Earlier this month, I surveyed more than 200 readers about necrocosmetics. Many registered donors expressed concern that their bodies would be used for elective cosmetic surgery rather than life-saving surgery, but this isn’t an either/or situation. A single donor can “save eight lives and enhance 75 others through organ, eye and tissue donation”, according to organ donation non-profit Donate Life. So your abdominal fat might end up in someone’s cheeks – face or butt – but “you’re not just a BBL”, as Doft puts it. “Every part that can be used is being used.”
Consent is another question.
The decision to become an organ and tissue donor can be made by the donor (pre-death) or their family (post-death). A 2012 NPR investigation noted that tissue bank solicitors mentioned the possibility of being used for cosmetic surgery to potential donors only 29% of the time. “In convincing people to become donors, companies rarely mention that a growing part of the [procurement business] is cosmetic surgery,” the LA Times reported in 2019.
Forms vary from state to state, but in some cases it’s possible to designate your tissue donation for “lifesaving and reconstructive purposes”, although due to limitations in industry tracking, it’s not clear if these wishes are always honored. You may also be able to specify your remains go “to non-profit organizations” only, but that doesn’t guarantee non-cosmetic use either. (MTF Biologics is a non-profit.)
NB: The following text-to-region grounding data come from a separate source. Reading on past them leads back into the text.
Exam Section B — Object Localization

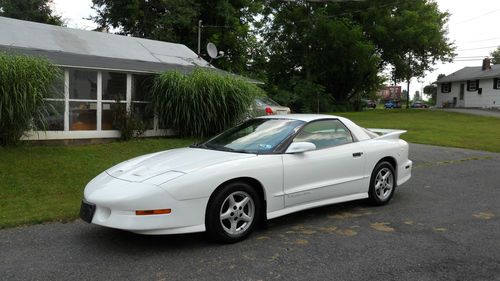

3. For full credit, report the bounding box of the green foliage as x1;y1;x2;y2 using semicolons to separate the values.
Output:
358;0;455;107
151;69;264;137
90;0;263;74
112;104;146;141
262;3;382;112
261;0;453;112
90;0;454;114
0;53;62;146
0;0;63;25
490;47;500;64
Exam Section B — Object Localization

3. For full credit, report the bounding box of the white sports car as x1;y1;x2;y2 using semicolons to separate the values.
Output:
80;114;412;243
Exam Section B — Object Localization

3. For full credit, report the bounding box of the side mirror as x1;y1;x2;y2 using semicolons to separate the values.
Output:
286;142;316;154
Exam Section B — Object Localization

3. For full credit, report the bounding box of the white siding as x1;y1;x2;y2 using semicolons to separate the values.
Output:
436;82;460;108
464;78;500;108
437;78;500;108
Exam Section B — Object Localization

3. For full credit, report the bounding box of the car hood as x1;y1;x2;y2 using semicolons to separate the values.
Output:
106;147;256;183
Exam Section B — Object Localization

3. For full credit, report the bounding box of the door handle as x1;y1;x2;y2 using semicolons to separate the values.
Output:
352;152;363;157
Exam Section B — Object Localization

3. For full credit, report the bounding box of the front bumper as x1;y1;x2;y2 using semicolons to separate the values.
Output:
82;176;208;235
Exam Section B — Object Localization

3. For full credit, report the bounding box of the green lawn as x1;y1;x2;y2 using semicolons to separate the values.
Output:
1;109;499;229
336;109;500;153
0;138;195;229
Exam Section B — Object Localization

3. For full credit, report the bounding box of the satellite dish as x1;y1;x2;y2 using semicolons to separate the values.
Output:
207;43;218;59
Chnari tells me MTF Biologics’ donors do consent to cosmetic use. “That’s the right way of doing it,” she says. A Tiger Aesthetics representative has said the company ensures all its tissue is “consented to for aesthetic use” as well.
Some survey respondents were distressed by the idea of cosmetic companies buying and selling dead people for profit, consensual or not.
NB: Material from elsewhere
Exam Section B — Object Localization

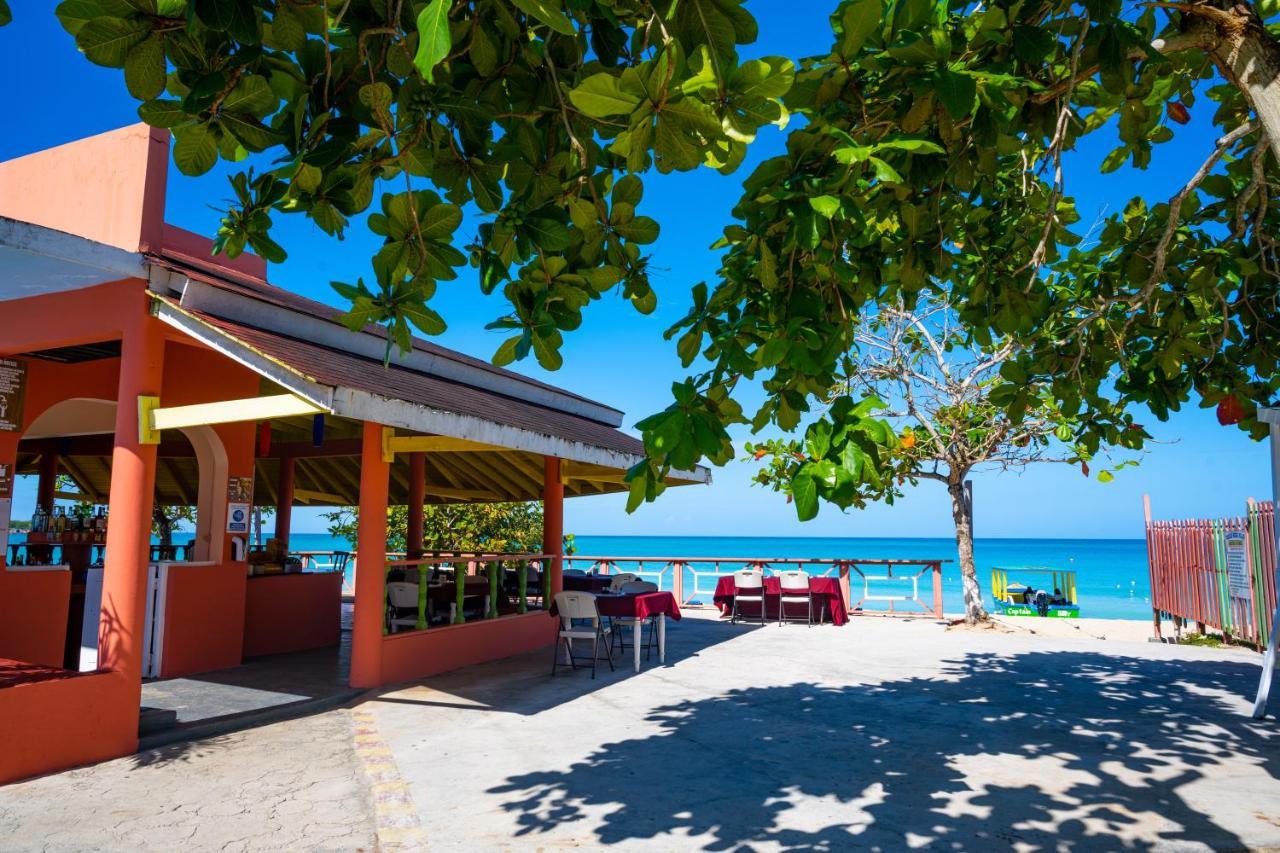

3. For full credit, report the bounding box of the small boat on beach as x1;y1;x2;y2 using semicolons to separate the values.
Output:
991;566;1080;618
“That just falls down to a critique of capitalism,” says Ryan Pferdehirt, the vice-president of ethics services at the Center for Practical Bioethics. The beauty industry has always been built on the commodification of dead bodies, both animal (millions of research animals have died as a result of cosmetic testing; collagen supplements are essentially pulverized cow cartilage) and human (child laborers die harvesting mica for makeup every month; plastic surgeons practice facelifts on cadavers).
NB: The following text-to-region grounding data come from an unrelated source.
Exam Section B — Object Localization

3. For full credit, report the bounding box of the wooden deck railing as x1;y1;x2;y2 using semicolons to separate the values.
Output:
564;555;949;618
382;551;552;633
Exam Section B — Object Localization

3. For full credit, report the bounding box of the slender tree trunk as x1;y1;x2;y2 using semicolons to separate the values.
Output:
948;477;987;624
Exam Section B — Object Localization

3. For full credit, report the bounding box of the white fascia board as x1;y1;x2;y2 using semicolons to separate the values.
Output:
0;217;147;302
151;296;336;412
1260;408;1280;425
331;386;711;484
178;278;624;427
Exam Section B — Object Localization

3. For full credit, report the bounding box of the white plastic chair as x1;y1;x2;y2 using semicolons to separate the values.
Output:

In making this trade-off obvious, Renuva and AlloClae feel freshly disturbing.
Personal feelings about this practice may vary depending on cultural beliefs, but the field of bioethics is primarily interested in “minimizing harm to patients”, explains Pferdehirt. Cadavers technically aren’t harmed by becoming injectables, he says, since “there’s no person there any more”, and recipients generally benefit from the infusion of beauty capital. Doft claims her AlloClae patients “feel better in their bodies.”
Then again, one could argue that the proliferation of hyper-perfect zombie bodies perpetuates unrealistic and inaccessible beauty standards – which contribute to appearance-related anxiety, depression, dysmorphia, disordered eating and even suicide in the wider population – and therefore constitutes a sort of collective harm.
“To me, organ donation is such a clear public good,” as one survey respondent said. “This is the opposite.”
Pferdehirt’s biggest concern is the possibility that those who would rather not end up in a rich lady’s ass might remove themselves from the donor registry.
“I will be changing my donor status because of this,” one survey participant shared with me. “I would consider not becoming an organ donor if that’s in the fine print,” said another.
“If people start restricting their participation because of fear about this, the harm may outweigh the good,” Pferdehirt says. “We need skin grafts. We need bone marrow transplants. We need organ donation. That is far more important, I think, than the cosmetic aspects.”
Luckily, plenty of donors don’t care what happens to their remains at all. “I’d be dead,” was a common survey response. “I wouldn’t know.”
“I think a lot of people also like the idea of having a legacy,” Doft adds. I ask if she would be happy as a BBL in the afterlife. The plastic surgeon laughs. “It wouldn’t be my choice operation.”